Brash, brave, barmy - sometimes baffling and altogether brilliant: the world's media was full of praise Saturday for the British take on Olympic opening ceremonies.

"A Five-Ring Opening Circus, Weirdly and Unabashedly British," a New York Times headline said of Friday's opening extravaganza created by film director Danny Boyle and watched by billions of television viewers around the world.

"It was neither a nostalgic sweep through the past nor a bold vision of a brave new future," Sarah Lyall, the newspaper's London correspondent, wrote.

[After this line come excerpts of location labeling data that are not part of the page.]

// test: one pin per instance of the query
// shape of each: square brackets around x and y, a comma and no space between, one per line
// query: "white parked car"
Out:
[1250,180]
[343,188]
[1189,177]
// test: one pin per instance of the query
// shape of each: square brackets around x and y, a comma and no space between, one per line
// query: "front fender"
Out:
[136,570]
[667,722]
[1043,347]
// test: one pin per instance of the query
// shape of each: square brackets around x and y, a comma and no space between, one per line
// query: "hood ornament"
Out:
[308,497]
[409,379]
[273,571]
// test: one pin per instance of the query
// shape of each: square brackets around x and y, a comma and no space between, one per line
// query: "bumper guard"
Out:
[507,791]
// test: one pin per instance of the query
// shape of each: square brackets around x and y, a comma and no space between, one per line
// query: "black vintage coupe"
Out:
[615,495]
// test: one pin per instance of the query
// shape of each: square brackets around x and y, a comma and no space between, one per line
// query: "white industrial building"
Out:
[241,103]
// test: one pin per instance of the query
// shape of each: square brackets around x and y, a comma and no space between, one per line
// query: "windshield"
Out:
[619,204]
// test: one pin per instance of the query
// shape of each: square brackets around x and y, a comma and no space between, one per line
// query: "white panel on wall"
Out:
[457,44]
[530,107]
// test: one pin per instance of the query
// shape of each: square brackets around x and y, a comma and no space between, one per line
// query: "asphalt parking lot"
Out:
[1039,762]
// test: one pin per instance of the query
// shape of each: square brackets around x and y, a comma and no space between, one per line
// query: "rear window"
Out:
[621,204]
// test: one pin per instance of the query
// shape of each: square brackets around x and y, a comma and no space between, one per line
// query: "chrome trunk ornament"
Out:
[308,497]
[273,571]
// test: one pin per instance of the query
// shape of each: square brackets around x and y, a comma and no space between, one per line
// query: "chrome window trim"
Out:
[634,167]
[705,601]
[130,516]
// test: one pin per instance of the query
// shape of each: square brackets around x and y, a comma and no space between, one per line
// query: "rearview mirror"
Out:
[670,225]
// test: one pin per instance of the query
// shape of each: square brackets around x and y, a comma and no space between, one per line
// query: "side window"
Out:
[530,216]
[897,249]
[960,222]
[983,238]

"Rather, it was a sometimes slightly insane portrait of a country that has changed almost beyond measure since the last time it hosted the Games, in the grim postwar summer of 1948."

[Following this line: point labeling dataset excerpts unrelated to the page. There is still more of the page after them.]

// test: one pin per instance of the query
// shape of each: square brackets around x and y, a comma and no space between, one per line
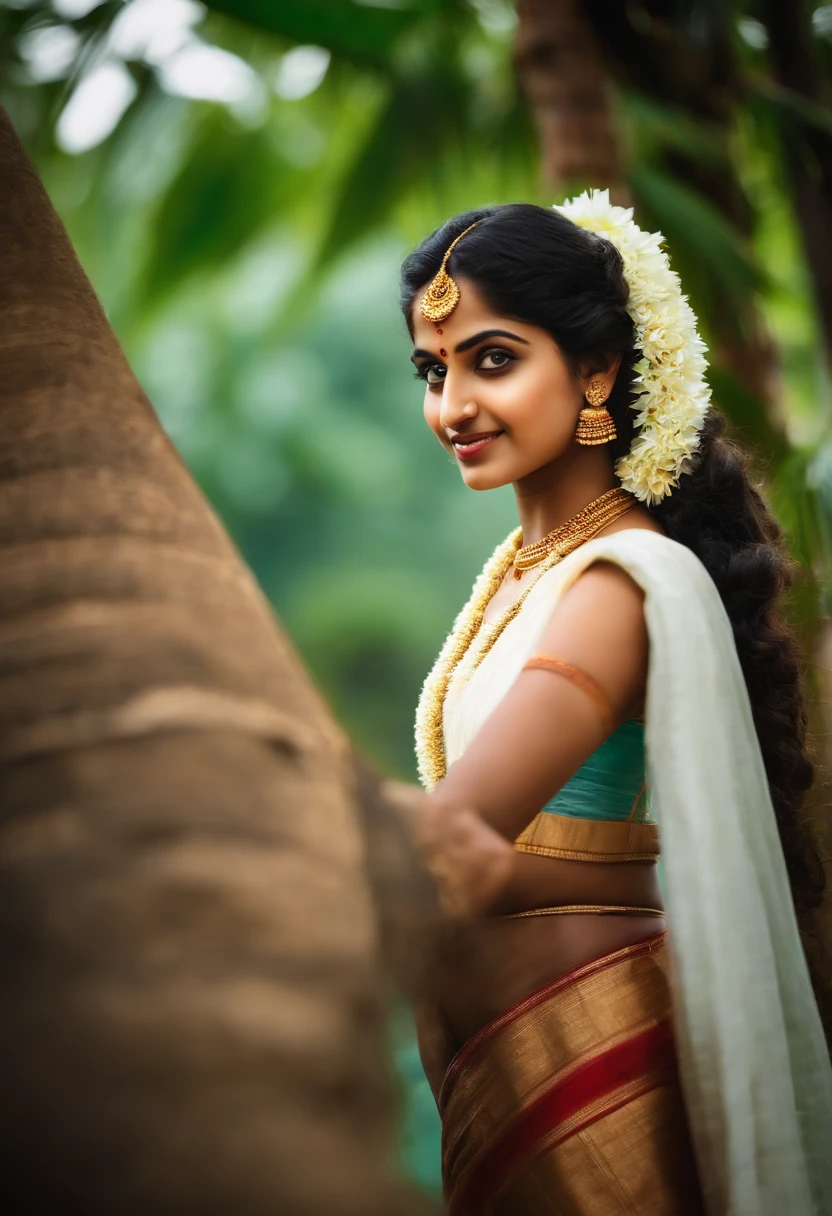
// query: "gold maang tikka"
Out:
[443,294]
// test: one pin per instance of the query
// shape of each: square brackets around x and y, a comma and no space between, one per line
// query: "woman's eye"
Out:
[494,359]
[433,373]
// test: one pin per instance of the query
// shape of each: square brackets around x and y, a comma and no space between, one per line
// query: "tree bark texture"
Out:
[566,82]
[191,1015]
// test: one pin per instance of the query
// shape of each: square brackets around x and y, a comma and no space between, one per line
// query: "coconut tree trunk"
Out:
[191,1014]
[567,84]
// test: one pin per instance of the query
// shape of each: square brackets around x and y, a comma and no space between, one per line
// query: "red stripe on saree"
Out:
[594,1090]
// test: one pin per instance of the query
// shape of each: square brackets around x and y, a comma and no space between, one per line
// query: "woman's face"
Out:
[499,394]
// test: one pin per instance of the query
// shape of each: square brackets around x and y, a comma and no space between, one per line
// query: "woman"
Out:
[619,674]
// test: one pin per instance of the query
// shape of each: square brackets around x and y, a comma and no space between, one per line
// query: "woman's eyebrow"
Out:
[488,333]
[472,342]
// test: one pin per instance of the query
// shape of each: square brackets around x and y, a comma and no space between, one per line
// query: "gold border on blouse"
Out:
[637,1143]
[578,839]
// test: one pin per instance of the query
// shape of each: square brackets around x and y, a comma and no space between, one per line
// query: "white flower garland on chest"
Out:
[672,400]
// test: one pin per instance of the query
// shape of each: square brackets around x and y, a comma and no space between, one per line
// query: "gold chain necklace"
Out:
[429,714]
[574,532]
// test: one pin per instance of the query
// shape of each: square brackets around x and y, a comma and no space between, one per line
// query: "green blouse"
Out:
[611,783]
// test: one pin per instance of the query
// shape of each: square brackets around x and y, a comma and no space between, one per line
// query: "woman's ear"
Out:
[603,369]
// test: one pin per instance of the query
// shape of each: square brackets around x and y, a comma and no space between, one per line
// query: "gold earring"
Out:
[595,424]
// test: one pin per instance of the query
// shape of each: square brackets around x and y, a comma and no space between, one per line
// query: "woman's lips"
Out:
[468,446]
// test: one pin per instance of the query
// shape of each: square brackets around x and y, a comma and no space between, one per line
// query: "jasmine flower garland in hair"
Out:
[674,397]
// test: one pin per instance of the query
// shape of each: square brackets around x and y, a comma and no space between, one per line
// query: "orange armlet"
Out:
[580,679]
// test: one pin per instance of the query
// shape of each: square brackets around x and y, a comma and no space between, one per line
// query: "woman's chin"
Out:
[484,478]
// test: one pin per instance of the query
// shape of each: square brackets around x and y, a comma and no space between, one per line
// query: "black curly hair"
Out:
[533,264]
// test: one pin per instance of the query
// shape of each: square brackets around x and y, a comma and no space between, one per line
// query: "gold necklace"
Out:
[567,536]
[429,714]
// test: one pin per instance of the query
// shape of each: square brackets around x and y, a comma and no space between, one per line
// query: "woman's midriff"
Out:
[481,969]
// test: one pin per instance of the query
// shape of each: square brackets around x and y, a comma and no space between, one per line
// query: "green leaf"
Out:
[658,127]
[715,263]
[747,415]
[226,189]
[791,103]
[357,32]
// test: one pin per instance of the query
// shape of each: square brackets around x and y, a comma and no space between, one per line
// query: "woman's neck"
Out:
[556,493]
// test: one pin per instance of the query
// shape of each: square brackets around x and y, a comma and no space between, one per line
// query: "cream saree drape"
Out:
[753,1060]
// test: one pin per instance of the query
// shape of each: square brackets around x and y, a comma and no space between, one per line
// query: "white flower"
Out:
[674,395]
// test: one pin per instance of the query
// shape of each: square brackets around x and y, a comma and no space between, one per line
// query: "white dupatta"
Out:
[753,1060]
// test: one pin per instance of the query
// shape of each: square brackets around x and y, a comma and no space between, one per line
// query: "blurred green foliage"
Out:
[242,218]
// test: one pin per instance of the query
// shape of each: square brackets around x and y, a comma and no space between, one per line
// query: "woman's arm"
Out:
[546,727]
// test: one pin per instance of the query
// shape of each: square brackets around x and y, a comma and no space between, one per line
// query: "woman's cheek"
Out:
[431,409]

Many commentators appeared to like the eccentricity and humour of a show which featured a cameo film performance by the queen and James Bond actor Daniel Craig, while others were left puzzling over what it says about the Britain of today.

"With its hilariously quirky Olympic opening ceremony, a wild jumble of the celebratory and the fanciful; the conventional and the eccentric; and the frankly off-the-wall, Britain presented itself to the world Friday night as something it has often struggled to express even to itself: a nation secure in its own post-empire identity, whatever that actually is," Lyall wrote.

Not everything went down well, with Los Angeles Times sports writer Diane Pucin saying she was "still baffled" by a tribute to Britain's National Health Service.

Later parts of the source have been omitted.